LIS 4785 Final Report
Matt Farrell, Yi Fang, Mackenzie Lee, Jan Van Konijnenburg

Problem statement

The problem that we have chosen to address in regard to electronic health and medical record systems and their implementation is that they are not fully interoperable with the many departments in healthcare. The inefficiency of these systems is due not only to the system’s infancy, but also due to a lack of catering to each hospital department’s special needs. Few clinicians based in a specialized registry use EHR applications due to the lack of EHR specialization and interoperability. Many EHR systems are made for primary care, which leads to an excess of information not always needed by the specialist doctor and specialists receive information that is irrelevant to their practice. EHR information doesn’t always transfer properly among physicians, resulting in a decrease in the quality of patient-doctor experience.

Healthcare Information Technology (HIT) aims to implement electronic health and medical systems through the meaningful use program, which includes improving patient care, keeping privacy and security of information, engaging patients and families in the care they are getting, and improving care coordination and overall societal health. There are three stages of meaningful use: data capture and sharing, advancing clinical processes, and improving outcomes. Data capturing and sharing is where our concerns with EHRs lie, particularly with the capturing of data. If physicians in a specialty can’t meet the first stage of MU with simple data capturing, this could lead to many not wanting to or being able to implement an EHR system.

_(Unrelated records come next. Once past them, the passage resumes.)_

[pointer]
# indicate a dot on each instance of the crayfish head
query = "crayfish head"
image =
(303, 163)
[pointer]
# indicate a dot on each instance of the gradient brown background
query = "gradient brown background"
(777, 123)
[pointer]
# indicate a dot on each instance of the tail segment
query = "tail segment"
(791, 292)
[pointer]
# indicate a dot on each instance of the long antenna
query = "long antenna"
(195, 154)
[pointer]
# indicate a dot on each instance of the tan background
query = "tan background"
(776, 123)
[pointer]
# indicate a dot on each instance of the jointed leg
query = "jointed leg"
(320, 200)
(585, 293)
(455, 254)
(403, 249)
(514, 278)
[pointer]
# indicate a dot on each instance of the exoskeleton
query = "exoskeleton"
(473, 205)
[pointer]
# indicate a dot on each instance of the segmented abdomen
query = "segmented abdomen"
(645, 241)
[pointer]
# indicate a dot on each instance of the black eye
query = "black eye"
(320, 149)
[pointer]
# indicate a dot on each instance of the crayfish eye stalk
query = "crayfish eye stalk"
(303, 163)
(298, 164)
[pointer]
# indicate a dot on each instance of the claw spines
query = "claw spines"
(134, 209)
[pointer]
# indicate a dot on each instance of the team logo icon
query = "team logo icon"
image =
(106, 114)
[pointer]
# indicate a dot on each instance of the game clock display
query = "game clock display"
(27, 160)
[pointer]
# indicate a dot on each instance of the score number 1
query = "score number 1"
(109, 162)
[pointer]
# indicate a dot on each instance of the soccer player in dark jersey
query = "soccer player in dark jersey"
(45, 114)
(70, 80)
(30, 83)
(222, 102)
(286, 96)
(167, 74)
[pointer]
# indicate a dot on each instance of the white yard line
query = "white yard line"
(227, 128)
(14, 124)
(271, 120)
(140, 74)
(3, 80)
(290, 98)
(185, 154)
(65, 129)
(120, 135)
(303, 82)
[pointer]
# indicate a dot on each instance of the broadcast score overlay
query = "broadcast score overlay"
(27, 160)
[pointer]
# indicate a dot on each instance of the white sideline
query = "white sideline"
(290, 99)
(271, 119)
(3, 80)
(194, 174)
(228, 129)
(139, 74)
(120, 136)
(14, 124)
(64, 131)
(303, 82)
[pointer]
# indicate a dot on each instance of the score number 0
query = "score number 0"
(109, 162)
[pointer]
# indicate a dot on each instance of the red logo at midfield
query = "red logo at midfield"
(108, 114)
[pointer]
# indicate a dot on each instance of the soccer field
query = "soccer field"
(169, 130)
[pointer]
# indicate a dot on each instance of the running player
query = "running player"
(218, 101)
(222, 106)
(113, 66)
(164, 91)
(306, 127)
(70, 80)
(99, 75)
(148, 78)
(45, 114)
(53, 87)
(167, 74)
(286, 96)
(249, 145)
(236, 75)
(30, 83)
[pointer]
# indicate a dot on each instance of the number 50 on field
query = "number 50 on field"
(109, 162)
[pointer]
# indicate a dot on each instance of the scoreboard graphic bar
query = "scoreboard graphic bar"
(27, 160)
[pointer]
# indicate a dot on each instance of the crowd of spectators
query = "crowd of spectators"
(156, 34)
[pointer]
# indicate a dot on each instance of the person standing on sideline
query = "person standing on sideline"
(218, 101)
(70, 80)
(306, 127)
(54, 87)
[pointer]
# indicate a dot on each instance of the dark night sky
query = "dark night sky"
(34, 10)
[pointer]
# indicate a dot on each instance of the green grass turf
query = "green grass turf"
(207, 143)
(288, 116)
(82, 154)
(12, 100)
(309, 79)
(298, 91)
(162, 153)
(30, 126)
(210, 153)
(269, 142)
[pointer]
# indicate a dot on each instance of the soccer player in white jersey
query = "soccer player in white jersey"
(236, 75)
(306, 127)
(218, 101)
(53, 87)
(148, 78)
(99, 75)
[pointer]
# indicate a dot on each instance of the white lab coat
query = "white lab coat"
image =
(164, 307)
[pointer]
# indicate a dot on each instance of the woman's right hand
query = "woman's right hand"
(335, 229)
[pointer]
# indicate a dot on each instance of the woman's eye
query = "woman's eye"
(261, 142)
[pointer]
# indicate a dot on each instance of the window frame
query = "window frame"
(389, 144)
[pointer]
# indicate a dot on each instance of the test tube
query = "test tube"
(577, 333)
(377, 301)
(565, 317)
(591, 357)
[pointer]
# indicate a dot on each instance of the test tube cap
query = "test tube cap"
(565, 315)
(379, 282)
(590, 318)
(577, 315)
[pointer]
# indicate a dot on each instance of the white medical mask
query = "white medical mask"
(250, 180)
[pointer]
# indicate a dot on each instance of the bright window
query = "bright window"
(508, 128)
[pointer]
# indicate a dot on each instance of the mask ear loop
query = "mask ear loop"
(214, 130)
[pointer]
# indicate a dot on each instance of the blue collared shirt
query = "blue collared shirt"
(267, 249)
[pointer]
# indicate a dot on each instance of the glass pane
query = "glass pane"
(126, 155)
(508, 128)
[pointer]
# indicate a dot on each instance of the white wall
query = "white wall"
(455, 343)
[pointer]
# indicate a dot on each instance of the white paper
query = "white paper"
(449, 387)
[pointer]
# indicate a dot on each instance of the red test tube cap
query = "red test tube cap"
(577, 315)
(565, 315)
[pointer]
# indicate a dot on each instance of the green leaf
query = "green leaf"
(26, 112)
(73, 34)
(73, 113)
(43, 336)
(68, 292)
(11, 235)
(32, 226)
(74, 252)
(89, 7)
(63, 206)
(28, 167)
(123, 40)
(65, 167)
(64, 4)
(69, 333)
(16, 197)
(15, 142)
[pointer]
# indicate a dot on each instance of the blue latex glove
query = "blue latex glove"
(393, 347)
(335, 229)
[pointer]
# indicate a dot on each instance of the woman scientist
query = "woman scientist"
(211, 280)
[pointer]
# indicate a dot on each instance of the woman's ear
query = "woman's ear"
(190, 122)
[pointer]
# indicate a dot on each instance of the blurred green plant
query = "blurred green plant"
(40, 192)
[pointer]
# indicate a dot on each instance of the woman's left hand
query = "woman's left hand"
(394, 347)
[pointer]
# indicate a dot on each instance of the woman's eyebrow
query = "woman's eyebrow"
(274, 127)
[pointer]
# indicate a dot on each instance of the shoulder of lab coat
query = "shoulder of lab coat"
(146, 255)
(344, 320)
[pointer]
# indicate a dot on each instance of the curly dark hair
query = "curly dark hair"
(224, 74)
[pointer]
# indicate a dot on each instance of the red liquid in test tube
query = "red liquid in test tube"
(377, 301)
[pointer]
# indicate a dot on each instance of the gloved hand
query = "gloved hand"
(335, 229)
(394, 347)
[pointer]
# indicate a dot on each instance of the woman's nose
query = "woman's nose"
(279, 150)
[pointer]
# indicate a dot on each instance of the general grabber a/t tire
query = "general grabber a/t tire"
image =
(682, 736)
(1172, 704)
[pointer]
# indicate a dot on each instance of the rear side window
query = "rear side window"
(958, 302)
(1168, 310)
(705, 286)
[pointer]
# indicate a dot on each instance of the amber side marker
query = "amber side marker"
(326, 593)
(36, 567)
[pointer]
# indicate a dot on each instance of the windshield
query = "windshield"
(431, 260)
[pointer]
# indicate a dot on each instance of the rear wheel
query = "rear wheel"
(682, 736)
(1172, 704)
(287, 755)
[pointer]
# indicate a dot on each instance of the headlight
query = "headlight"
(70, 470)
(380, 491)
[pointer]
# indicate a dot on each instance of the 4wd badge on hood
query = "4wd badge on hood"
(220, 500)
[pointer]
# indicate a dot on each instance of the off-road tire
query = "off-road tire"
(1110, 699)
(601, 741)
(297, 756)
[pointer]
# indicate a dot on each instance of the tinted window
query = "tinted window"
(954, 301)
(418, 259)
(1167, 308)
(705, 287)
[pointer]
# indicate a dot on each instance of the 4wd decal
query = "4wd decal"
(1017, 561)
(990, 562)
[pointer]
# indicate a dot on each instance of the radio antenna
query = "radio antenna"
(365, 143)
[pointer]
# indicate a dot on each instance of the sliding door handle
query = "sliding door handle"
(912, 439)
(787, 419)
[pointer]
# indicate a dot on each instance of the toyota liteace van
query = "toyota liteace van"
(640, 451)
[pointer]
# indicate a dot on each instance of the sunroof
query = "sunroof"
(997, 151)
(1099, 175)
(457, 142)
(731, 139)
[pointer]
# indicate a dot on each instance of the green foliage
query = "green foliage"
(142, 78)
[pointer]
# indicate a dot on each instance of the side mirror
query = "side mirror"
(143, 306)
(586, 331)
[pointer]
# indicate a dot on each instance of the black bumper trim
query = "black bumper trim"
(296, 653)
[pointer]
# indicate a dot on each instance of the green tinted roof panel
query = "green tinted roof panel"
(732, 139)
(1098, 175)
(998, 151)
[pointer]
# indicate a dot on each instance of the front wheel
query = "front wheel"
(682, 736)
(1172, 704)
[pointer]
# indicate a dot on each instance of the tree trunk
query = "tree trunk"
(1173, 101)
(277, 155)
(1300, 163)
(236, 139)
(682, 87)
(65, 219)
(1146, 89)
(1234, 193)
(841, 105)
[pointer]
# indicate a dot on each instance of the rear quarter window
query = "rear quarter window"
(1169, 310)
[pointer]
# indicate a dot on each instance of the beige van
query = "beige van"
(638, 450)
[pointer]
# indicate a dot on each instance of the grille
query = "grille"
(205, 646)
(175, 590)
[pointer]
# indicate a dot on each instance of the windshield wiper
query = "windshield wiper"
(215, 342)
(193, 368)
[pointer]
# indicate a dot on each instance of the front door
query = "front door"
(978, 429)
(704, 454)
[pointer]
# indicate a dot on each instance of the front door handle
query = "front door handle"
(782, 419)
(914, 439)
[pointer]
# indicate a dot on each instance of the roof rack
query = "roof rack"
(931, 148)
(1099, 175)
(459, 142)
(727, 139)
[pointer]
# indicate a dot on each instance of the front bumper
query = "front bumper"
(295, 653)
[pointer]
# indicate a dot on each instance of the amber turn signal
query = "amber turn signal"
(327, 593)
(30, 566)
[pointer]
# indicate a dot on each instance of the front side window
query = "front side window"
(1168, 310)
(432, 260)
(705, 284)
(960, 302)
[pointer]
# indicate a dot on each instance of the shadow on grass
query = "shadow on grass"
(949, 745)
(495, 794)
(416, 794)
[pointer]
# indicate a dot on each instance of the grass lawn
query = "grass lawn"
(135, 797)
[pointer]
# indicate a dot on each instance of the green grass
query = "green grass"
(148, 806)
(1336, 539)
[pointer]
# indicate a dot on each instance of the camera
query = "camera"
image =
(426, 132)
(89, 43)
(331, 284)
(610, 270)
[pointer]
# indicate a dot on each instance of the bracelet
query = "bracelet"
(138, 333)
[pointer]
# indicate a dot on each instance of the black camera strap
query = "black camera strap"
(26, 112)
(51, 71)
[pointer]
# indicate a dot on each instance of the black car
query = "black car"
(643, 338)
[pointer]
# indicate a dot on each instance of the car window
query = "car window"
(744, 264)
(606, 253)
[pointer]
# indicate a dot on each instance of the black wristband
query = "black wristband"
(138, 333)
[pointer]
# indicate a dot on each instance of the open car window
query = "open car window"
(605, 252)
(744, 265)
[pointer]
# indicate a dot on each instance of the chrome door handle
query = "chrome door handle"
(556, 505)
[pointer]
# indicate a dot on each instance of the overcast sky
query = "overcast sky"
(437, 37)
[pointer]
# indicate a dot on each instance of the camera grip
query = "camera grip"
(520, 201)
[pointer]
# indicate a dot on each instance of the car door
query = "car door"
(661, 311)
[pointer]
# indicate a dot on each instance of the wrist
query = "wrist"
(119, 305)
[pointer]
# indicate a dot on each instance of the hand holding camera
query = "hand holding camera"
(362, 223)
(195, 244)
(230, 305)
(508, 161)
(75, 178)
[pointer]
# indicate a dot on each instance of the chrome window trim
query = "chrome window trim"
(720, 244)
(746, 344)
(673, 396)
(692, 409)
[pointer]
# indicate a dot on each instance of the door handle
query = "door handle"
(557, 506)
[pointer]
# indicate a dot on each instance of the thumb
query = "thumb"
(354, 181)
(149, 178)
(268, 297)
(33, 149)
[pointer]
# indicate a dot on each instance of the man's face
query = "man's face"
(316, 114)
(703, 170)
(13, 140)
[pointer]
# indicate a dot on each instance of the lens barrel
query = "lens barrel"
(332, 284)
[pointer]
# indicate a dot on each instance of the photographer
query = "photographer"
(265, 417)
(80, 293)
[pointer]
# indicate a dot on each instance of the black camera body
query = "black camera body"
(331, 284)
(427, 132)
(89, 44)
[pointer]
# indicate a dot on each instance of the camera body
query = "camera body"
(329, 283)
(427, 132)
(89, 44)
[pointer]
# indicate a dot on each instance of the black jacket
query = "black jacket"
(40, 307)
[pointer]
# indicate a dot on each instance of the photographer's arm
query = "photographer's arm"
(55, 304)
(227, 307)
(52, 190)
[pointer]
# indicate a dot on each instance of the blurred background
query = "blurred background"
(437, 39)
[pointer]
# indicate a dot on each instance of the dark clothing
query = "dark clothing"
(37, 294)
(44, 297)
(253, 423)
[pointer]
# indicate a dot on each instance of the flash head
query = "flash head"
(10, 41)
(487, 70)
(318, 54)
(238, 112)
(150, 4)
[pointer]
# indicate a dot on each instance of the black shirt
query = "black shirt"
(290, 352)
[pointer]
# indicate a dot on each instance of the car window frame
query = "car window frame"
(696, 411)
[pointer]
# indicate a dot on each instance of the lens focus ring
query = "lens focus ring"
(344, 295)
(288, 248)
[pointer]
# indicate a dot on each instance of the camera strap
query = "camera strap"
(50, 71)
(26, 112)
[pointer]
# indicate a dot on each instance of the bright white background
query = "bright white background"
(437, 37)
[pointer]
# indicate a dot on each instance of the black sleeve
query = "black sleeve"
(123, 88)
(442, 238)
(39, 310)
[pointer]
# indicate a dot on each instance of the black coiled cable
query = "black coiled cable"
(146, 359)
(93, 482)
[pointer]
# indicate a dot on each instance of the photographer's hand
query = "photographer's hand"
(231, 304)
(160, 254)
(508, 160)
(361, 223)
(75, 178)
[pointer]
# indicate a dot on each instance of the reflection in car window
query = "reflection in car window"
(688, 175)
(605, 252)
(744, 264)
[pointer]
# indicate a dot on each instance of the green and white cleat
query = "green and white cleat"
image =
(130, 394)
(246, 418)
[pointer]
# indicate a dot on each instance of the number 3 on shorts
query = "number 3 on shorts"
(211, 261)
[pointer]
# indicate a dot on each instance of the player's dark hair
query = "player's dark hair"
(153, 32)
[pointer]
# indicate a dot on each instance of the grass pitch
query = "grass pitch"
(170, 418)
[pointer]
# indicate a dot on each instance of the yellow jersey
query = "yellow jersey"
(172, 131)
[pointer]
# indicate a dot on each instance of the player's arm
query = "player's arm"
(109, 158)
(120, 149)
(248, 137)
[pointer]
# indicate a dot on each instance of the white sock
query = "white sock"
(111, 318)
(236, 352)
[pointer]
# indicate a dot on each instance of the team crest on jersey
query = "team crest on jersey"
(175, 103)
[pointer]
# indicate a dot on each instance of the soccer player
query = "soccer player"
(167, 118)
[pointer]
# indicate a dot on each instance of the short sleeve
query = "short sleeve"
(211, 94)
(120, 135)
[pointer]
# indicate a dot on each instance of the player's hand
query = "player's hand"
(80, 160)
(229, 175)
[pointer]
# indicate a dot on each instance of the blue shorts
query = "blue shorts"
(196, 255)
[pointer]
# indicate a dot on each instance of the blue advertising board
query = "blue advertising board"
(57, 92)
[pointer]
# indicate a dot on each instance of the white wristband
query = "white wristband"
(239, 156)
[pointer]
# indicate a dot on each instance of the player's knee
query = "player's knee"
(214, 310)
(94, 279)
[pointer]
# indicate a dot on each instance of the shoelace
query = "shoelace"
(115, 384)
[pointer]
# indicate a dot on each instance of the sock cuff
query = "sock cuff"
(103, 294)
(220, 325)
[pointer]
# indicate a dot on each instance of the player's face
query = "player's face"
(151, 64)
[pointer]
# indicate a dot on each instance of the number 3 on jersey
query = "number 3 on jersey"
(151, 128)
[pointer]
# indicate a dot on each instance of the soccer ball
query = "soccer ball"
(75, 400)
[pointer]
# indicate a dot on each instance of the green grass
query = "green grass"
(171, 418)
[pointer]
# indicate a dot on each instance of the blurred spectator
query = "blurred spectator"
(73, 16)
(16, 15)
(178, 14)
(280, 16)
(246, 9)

All in all, there are not many EHR databases that allow specific practice management or that involve an all integrative platform for primary care, special registries care, and billing so this is the type of software we aim to develop.

Evidence to support the problem

According to a study entitled Health Information Technology in the United States, 2015: Transition to a Post-HITECH World, conducted by The Robert Wood Johnson Foundation in conjunction with students at Harvard school of Public Health and University of Michigan, only 15% of efforts in the meaningful use program have been observed for submitting electronic records for cases related to a specialized registry, excluding cancer. Additionally, the study states that the transfer of data takes the majority of use of EHRs and other electronic records systems to other hospitals (77.4%), submitting/recording lab results (63.2%), and registering/recording immunizations (59.4%) among others. The database and structure for EHRs is somewhat universal, which is a good thing for timely adoption, acceptance by hospitals, and primary care clinicians, but it is not a good thing for those in a specialty and needs more effort put into raising the aforementioned 15% data figure. According to the article titled Medical Malpractice Liability in the Age of Electronic Health Records, only 6% of hospitals had a comprehensive EHR system, while 56% had implemented electronic systems for inputting physicians’ notes, and 52% started implementation for clinical decision support systems (Sandeep S. 2010).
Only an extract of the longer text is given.